L'educazione all'immagine nella scuola

Nella cultura e nella società contemporanea il linguaggio delle immagini riveste un ruolo estremamente importante, influisce sul pensiero e condiziona il modo di conoscere la realtà.

Una ricerca di Ferracin e Porcelli (6) tra i preadolescenti di 10-14 anni, ad esempio, ha messo in evidenza quanto sia prevalente, nel processo di costruzione dell'identità, l'assimilazione dei modelli sociali veicolati dai mass media in generale e dalla tv in particolare.
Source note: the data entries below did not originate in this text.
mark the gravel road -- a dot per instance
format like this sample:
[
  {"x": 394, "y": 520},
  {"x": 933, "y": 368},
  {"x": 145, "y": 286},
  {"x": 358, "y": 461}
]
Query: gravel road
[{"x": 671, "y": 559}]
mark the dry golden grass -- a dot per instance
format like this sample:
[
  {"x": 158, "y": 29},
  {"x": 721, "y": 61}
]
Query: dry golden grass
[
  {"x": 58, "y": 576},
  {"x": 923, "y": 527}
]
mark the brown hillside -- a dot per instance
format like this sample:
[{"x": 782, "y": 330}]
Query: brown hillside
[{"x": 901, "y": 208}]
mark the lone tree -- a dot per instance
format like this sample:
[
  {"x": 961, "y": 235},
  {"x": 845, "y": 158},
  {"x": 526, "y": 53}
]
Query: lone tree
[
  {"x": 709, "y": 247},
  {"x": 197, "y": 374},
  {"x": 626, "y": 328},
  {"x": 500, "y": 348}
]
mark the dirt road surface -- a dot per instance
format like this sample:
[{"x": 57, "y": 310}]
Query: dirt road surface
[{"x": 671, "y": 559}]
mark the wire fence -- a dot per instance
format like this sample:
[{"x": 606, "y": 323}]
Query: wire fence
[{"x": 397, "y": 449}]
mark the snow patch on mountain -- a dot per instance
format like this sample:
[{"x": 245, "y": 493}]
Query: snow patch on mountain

Ma come trasformare dunque un passivo spettatore di pubblicità, telefilm e cartoni in uno spettatore attivo capace di leggere e valutare qualsiasi prodotto filmico? Nella scuola questo compito spetta in modo specifico all'educazione all'immagine ed ai progetti ad essa riferiti. Se nella scuola elementare vi è una ricerca ed una attenzione su questi temi, la scuola secondaria sembra molto meno impegnata. Eppure con l'età aumentano situazioni e contesti in cui serve spirito critico e ponderazione: durante l'adolescenza c'è infatti maggior bisogno d'identificazione, conoscenza di se stessi e lettura critica della realtà.

Secondo Trisciuzzi e Ulivieri, un progetto che intenda sviluppare capacità di controllo della comunicazione audiovisiva può essere concentrato attorno a tre unità essenziali:

  • lo studio del rapporto tra pubblico e televisione (con l'obiettivo di oggettivare e storicizzare il rapporto che i giovani e le famiglie hanno con la Tv)
  • l'introduzione agli elementi essenziali del linguaggio televisivo (per mettere in condizione i ragazzi di percepire e qualificare il rapporto tra realtà e rappresentazione della realtà nel linguaggio televisivo)
  • l'analisi della comunicazione televisiva (con lo scopo di imparare a leggere un prodotto televisivo, riconoscere la logica con cui sono organizzati gli elementi e interpretarne i significati).

   


Note

(1) P. Bertolini, M. Manini (a cura di), I figli della Tv, La Nuova Italia, Firenze, 1988

(2) L. Trisciuzzi, S. Ulivieri, Il bambino televisivo, Giunti Lisciani Editore, Petriccione (TE), 1993

(3) Karl. R. Popper, J. Condry, Cattiva maestra televisione, Donzelli Editore, Bologna, 1994

(4) A. Bondioli, (a cura di) Il bambino, il gioco, gli affetti. Per una pedagogia del simbolismo ludico, Juvenilia, Bergamo, 1990; A. Calvani, Dal libro stampato al libro multimediale. Computer e formazione, La Nuova Italia, Firenze, 1990.

(5) C. Lastrengo, F. Testa, dalla televisione al libro, Einaudi, Torino, 1988

(6) L. Ferracin, M. Porcelli , un video tra i libri, La Nuova Italia, Scandicci (FI), 1993.